Действительно, тема преодоления распадения, смерти ради жизни и красоты — одна из стержневых общечеловеческих культурных тем. Именно эта тема образует смысловую основу той категории мифов, которую можно было бы условно обозначить как «сошествие во ад» (вспомним мистериальные культуры Древнего Востока и античности[133]; вспомним также и христианскую мистерию Страстей-Воскресения[134]), и той категории, которую можно было бы обозначить как «избавление царевны» (Рама в борьбе с Раваной, Персей и Георгий Победоносец в борьбе с чудовищем[135])… Времени и смерти противопоставляется человеческое стремление к упорядоченности и постоянству: на этом строится, по Голосовкеру, конфликт культуры и природы и парадоксальный конфликт культуры с отчужденными силами социальности и истории, которые человеческая культура сама же и творит (см. с. 119–120).

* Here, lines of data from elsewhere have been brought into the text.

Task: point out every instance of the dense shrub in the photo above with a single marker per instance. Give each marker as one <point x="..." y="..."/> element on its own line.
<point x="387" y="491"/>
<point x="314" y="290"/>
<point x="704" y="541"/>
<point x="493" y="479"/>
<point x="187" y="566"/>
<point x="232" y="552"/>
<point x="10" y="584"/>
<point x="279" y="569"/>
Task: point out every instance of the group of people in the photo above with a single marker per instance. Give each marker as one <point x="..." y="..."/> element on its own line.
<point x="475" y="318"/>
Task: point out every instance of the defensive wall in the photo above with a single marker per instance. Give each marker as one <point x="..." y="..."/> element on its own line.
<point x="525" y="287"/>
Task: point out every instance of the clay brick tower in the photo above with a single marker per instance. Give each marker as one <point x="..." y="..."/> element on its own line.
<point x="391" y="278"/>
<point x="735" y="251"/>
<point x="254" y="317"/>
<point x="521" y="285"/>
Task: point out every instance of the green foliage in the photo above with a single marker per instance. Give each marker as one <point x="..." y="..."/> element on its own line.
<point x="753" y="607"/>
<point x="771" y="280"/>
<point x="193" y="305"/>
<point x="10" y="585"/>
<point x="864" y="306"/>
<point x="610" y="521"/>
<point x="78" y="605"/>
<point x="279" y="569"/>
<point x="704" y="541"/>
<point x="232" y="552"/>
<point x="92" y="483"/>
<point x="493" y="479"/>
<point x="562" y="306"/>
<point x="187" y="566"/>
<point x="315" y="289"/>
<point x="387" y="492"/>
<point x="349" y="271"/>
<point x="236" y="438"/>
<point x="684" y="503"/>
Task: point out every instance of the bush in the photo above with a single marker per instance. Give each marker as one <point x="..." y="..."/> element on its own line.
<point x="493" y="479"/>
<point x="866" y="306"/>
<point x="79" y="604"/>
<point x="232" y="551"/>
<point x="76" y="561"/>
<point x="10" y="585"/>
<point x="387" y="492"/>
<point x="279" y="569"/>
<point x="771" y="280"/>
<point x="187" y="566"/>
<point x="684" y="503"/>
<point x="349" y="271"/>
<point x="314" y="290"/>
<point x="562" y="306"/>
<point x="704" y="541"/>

Так или иначе, человеческое воображение (именно как во-об-ражение, т. е. введение наших человеческих понятий о Бытии в некоторый образный строй, в некоторую образную систему, или парадигму) мыслится Голосовкером как некий соучастник бытия. Ибо присутствие результатов творческой вообразительной деятельности человека в социально-историческом срезе Бытия, а следовательно, и в Бытии как таковом знаменует собою нераздельность субъекта и даже самого элемента человеческой субъективности с Бытием.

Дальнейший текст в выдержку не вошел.